You’re going to teach an online course and you’ve never taught online before. Or maybe you have, and you’d like to be more successful. What do you do? In this article we’re going to go over how you can design an online course that better involves and engages your students right from the beginning by developing rapport.

Let Them Know How Much You Care

One of the things my friend Jonathon Sprinkles teaches in his courses is “People don’t care how much you know until they know how much you care.” This is something both in-person and online trainers need to remember.  

Your job as a trainer or educator is to help your learners feel comfortable, confident and valued. You can do this by establishing trust and developing rapport even before the course begins.

So how do you make your students know how much you care about them and their success in the class? The same way as you would in an in-person class.

First Things First

As any successful trainer will tell you, the first thing you need to do in any class is to let the students know a little bit about you and the other students in the class. This is the first step of developing rapport, helping your students feel comfortable.  

How can your students learn about you? By you sharing as much information as you can in your profile.

Your Profile

What should you include in your profile? At minimum your image, your bio and a few interests and activities you enjoy.

Your bio should include your credentials a little about how and why you are teaching the course. For example:

Hi, my name’s Wil Dieck. I have two master’s degrees, one in business and one in organization development. I first became interested in learning and development when I was teaching life skills to martial arts students. I’m teaching this course because I want to share my online teaching experience with you.

Your interests and activities might include:

I have a passion for two things, martial arts and personal development. I regularly practice Tai Chi and Qigong as well as yoga. I also read or listen to a few personal development books a month. My wife and I love to watch movies and we try to watch two or three new ones each month. One last thing I enjoy is hiking, so you might find me walking the city’s trails from time to time.

While this can be simply text in a box, a way to make your introduction more personable is to record a short video. Don’t worry about making it “perfect”. In fact, a few mistakes can be beneficial by making you seem more human.

What you are doing is developing rapport by modeling openness. By modeling your openness, you are making students more comfortable with you and the class.

Get to Know Your Students

Dale Carnegie said, “Make the other person feel important and do it sincerely.” This is one of the best ways of developing rapport.  The easiest way to make another person feel important is to ask them questions and then really pay attention to what they say. This is no different when you teach online.

Before the class starts, create a document or survey that allows your learners to share their information with you. Let them know this document is private and for your eyes only.

This document needs to include their name and why they are taking the course. Also ask them to share any information you need to consider to help them be successful. This can include how comfortable they are with technology. Also ask them about their hobbies and interests as well as any accomplishment they are proud of.

Have Your Students Get to Know Each Other

In order to feel comfortable in a group, we need to know something about the others in the group. Have your students share with the class what they are interested in or their reason for taking the course. What you are doing is allowing them to develop rapport with the other students.
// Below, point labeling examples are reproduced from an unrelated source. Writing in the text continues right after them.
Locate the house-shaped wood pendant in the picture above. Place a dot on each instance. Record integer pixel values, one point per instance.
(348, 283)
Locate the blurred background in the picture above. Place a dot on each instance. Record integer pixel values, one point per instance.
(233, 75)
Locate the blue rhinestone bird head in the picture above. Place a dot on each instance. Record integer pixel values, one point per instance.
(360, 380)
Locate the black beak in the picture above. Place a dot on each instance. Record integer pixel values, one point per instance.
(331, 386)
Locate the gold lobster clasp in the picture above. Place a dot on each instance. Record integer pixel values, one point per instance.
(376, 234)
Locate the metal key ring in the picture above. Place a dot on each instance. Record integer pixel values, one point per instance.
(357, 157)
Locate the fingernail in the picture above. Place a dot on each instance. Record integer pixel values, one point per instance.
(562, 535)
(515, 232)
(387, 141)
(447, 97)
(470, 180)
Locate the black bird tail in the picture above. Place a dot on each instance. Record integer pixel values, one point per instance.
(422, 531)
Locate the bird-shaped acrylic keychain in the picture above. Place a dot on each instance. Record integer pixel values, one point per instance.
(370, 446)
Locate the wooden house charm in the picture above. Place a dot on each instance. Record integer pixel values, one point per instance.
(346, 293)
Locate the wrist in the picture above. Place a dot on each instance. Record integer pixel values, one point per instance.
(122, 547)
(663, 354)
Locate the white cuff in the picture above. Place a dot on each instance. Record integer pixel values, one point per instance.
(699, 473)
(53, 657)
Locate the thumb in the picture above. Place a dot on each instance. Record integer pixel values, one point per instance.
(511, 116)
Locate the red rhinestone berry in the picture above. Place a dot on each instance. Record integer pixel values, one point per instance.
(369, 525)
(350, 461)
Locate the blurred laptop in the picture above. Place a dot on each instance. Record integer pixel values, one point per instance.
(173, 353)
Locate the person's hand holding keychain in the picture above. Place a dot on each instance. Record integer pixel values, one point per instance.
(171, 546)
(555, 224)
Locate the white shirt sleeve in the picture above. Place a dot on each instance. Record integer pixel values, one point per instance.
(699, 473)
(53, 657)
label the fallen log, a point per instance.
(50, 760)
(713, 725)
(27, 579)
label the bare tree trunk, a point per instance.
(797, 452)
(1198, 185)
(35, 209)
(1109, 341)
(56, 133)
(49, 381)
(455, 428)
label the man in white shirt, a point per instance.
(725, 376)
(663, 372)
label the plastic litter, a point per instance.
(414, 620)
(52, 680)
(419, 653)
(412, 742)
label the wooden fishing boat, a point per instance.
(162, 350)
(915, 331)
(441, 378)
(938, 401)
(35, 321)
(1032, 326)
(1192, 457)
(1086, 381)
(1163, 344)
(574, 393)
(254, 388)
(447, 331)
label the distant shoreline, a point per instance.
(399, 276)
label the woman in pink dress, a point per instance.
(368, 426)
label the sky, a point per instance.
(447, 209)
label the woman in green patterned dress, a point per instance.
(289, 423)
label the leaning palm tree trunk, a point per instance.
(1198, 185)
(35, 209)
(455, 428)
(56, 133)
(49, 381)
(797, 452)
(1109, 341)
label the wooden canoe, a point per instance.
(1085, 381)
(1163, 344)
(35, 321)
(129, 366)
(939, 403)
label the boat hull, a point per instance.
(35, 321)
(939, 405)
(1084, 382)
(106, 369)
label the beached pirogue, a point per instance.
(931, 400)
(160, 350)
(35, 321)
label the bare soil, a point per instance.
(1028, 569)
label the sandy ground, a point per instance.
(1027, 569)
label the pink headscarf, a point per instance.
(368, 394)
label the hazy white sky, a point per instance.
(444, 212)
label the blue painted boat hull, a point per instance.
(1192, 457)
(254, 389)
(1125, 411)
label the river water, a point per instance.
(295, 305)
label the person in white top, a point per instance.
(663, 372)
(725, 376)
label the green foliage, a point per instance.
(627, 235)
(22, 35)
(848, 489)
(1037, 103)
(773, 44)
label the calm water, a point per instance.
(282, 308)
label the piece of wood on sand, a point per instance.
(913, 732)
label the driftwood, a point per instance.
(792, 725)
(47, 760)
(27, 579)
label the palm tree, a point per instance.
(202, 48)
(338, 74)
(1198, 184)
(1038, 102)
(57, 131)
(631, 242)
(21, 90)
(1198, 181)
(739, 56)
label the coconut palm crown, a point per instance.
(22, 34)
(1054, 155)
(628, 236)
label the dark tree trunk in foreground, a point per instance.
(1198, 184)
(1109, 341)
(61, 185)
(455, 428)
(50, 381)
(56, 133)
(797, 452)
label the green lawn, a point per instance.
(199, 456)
One caveat to sharing information. Only ask them to share things that help others get to know them without interfering with their privacy.

Introduce Learning Outcomes, Guidelines and Expectations

Write up and post your guidelines and expectations before the class begins. Make it a point to let your students know how to access them. They should be easy to find and easy to understand.  

Include your expectations in your syllabus. Also post them in an easy to find place right when they enter your course.  I like to make a short video that explains them as well.

Create a quiz on your expectations and guidelines. This helps in three ways:

First, it ensures your students have looked at the guidelines and expectations. You have removed the often-used excuse of “I didn’t know”.

Second it familiarizes them with taking a quiz in the LMS. If they have any issues, they can contact you for clarification. This leads to the third benefit…

Your students now know how long it takes to get a response from you. This helps them understand you are NOT available 24-7.

What Should Your Guidelines and Expectations Include?

Your guidelines and expectations need to include:

The technology required to take the course. This includes the technology they need for turning in their assignments.

Explain how to behave in the class and what it is to be a good digital citizen. This is known as netiquette. Also let them know what to expect if they choose not to behave by these rules.

Let them know your expectations for engagement. How often do you want them to engage?  What does good engagement look like?  

Share the time the need to invest to finish the coursework. This way they can pencil the time needed into their calendar (we all can hope anyway).

Give them your schedule. When are you available? How long will it take to get back to them? The times you respond, your office hours, etc. Also let them know how long it takes to return assignments, quizzes and tests.

Finally, let them know they should contact you if they have any issues. Developing rapport and keeping it requires that you clearly explain your communication expectations and how they can contact you.

Use These Tips for Developing Rapport

While teaching online is different, developing rapport in your virtual classroom doesn’t have to be difficult. Use these tips to help your students feel comfortable, confident and valued. This will lead to success for both you and them.